The Mamdani Effect
For years, New York’s political class has made a show of standing with Jews. Now, those politicians are abandoning their past positions almost overnight.
The Mamdani Effect is the collapse of long-claimed alliances with Jews the moment they become inconvenient. It is the legitimization of anti-Israel sentiment at the highest levels of New York politics and the tacit acceptance — even embrace — of the antisemitism that often accompanies that movement.
For years, New York’s political class has made a show of standing with Jews. They have walked in our parades, posed for photos in our synagogues, issued statements after antisemitic attacks, and spoken passionately in defense of Israel’s right to exist. That record was built carefully because it played well politically. But now, with a mayoral race turning toward a candidate who has made numerous antisemitic statements and is strongly tied to organizations that relentlessly single out the Jewish state as the world’s foremost human rights violator, those same politicians are abandoning their past positions almost overnight.
Some have gone further than quiet retreat. A number of city and state officials are openly endorsing Mamdani. These are not people moved by ideology or principle. They are opportunists. They see a candidate who looks like a winner and want their name attached to him early, even if it means endorsing someone who aligns with movements that fundamentally reject Jewish sovereignty. They believe the cost of betraying their Jewish constituents is outweighed by the potential political payoff.
Others are taking a slower path toward the same destination. They are not endorsing him, but they are gradually softening their stance on Israel and shifting toward rhetoric that mirrors the activist left. Andrew Cuomo once signed executive orders aimed at countering the boycott movement. Today he speaks in more careful and qualified terms that dilute his past positions.
These adjustments are calculated political decisions by elected officials who know the record and know the stakes. They understand that Mamdani’s politics leave no room for the Jewish state. They understand that his alliances with certain organizations are not a minor detail but the core of his political identity. And they nevertheless choose popularity over principle.

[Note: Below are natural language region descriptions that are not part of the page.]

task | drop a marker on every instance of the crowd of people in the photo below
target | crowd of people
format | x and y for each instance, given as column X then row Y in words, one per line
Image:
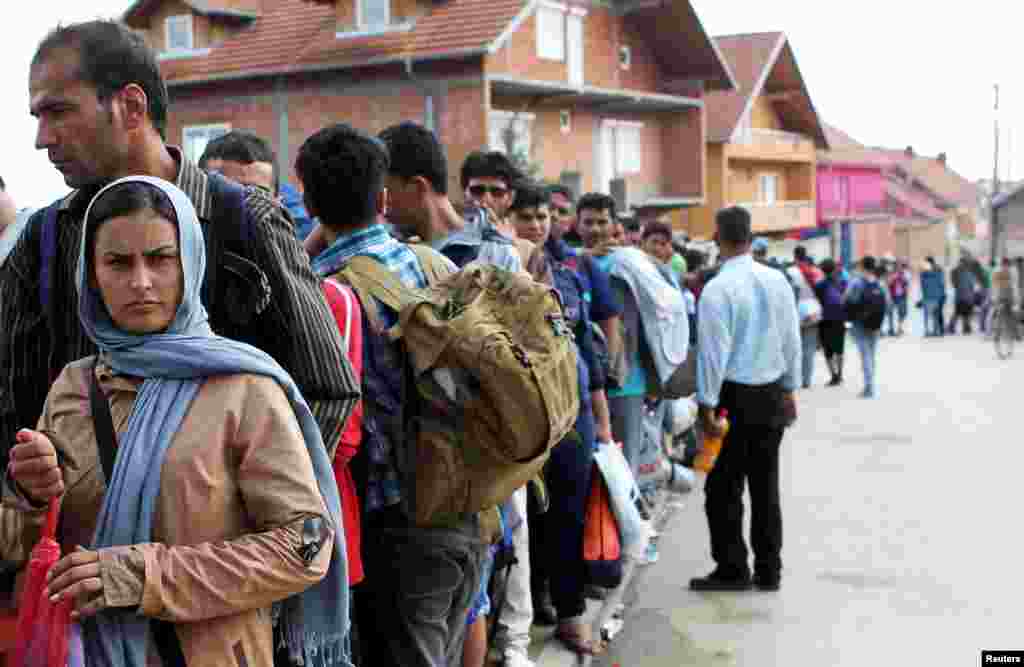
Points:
column 223, row 382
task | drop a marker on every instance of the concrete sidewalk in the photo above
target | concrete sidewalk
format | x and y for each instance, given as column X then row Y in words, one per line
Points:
column 546, row 651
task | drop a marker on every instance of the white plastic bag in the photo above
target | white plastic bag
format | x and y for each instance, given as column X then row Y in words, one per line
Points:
column 684, row 415
column 634, row 532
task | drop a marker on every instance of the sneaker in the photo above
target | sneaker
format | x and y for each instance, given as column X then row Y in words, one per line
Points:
column 544, row 611
column 768, row 583
column 718, row 581
column 517, row 659
column 650, row 554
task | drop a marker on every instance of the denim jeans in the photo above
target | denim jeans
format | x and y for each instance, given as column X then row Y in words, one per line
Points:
column 867, row 345
column 896, row 316
column 421, row 583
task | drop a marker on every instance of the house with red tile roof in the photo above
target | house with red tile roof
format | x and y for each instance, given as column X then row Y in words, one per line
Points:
column 601, row 95
column 762, row 140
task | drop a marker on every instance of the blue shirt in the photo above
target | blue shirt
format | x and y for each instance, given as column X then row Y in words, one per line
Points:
column 748, row 330
column 383, row 482
column 597, row 284
column 635, row 383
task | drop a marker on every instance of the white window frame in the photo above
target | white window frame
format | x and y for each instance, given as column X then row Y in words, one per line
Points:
column 628, row 156
column 179, row 18
column 549, row 15
column 764, row 195
column 208, row 132
column 360, row 17
column 499, row 120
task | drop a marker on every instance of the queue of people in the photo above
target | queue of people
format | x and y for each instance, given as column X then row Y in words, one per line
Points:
column 247, row 401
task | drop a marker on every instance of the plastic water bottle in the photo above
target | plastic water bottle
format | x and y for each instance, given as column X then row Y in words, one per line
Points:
column 680, row 478
column 712, row 446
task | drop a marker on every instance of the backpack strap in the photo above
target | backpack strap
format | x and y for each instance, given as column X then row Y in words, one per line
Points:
column 47, row 253
column 432, row 262
column 46, row 221
column 228, row 228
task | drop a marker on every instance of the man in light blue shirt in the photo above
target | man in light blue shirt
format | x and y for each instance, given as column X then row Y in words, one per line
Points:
column 749, row 365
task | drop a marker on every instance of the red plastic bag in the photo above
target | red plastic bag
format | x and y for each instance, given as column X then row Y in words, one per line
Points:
column 43, row 627
column 601, row 546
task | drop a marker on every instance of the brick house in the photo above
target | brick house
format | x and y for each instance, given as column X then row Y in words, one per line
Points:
column 605, row 96
column 762, row 140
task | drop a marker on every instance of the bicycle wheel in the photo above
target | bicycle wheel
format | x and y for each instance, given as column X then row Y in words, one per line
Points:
column 1004, row 335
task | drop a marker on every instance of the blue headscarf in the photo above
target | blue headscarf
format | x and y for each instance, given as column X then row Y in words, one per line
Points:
column 314, row 624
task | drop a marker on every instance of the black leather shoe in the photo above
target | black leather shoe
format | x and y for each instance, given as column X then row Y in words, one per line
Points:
column 544, row 611
column 769, row 583
column 716, row 581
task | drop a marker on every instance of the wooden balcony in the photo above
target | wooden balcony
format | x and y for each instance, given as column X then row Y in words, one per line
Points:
column 772, row 146
column 781, row 216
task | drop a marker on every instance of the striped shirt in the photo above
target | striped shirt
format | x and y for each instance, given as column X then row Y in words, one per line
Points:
column 291, row 321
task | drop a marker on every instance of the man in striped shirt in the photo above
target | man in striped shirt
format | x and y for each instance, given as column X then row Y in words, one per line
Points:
column 101, row 107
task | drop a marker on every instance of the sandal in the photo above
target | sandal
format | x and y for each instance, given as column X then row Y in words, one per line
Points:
column 576, row 637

Jewish leadership in New York has failed in a different but equally serious way. The major organizations that exist to protect the community’s interests seem to have been caught flat-footed. They did not produce or rally behind a candidate with the ability to compete. They failed to create a coordinated plan to keep long-standing political allies from switching sides. They could not convince Cuomo or Adams to sit out the race. Perhaps they assumed Mamdani could not win. If so, that assumption was reckless.

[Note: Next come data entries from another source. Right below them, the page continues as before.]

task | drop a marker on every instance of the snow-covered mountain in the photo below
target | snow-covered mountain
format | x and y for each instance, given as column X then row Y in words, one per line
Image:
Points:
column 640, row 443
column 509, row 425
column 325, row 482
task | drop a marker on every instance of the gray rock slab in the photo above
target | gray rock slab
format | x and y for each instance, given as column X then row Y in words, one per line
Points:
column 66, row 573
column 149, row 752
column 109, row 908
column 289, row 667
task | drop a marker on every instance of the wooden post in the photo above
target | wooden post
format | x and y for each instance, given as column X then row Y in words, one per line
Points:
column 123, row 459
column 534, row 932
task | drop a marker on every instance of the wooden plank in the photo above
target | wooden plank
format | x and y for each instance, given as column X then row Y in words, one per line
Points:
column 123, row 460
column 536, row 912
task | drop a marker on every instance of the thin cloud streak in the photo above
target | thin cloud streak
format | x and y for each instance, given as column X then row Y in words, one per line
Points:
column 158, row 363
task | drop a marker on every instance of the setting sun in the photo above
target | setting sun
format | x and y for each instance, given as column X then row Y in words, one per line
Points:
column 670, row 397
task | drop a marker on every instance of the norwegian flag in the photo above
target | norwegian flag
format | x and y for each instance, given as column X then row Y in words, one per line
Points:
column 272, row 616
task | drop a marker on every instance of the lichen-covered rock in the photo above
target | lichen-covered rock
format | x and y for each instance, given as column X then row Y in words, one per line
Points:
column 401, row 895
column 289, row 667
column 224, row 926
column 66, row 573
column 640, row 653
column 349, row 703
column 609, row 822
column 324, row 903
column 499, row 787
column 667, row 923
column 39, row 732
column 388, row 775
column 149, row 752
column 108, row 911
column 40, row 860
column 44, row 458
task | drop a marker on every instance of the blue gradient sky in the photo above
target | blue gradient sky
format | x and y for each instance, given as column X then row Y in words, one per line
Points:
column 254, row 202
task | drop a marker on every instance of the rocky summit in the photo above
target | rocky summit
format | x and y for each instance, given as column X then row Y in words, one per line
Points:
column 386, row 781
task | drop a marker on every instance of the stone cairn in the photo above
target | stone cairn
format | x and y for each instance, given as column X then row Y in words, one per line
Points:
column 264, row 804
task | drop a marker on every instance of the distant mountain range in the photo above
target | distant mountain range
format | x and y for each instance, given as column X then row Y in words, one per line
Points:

New York City is home to the second largest Jewish population in the world. The idea that such a consequential election could tilt so heavily toward a candidate who is openly aligned with the anti-Israel movement without any sustained, public counter-effort from Jewish leadership is almost unthinkable. It is also proof that our influence is far smaller than critics claim, and that the will to use what influence exists is weaker than we want to believe.
This is about far more than one election. Mamdani’s rise would normalize hostility toward Israel at the very top of city politics. It would give legitimacy to activists who believe that supporting Palestinian rights requires the erasure of Jewish ones. It would embolden anyone in New York who wants to import the slogans and tactics of global anti-Israel campaigns into local politics. And it would send a message to the next generation that such a platform is not only acceptable but potentially a winning strategy.
I think about my grandparents often in this context. They fled Eastern Europe to escape leaders who built their careers on targeting Jews and turning public resentment into political capital. They lived under regimes that claimed moral purpose while destroying Jewish life. They could never have imagined that in New York City, in the twenty-first century, a candidate whose politics carry echoes of the same hostility could be embraced by the political mainstream. What makes it worse is that this is not happening through violence or coercion. It is happening because everyday New Yorkers, many of whom support him out of a misguided sense of virtue, are willing to vote for someone like Mamdani.
The Mamdani Effect is a test, and so far the results are ugly. It shows how quickly politicians will discard their commitments when the political incentives change. It shows how easily antisemitism can be repackaged as a human rights cause. It shows how fragile our alliances really are, and how unprepared many of our own leaders are to confront a challenge of this scale. The mayoral race is a warning. If this is how quickly the support collapses in New York, the place with one of the largest Jewish populations in the world, what happens in places where our numbers are far smaller and our influence even more limited?
If this moment does not shock the Jewish community into rethinking how it organizes and protects itself politically, then we will see this pattern repeat again and again. And each time, the betrayals will come faster, and the consequences more severe.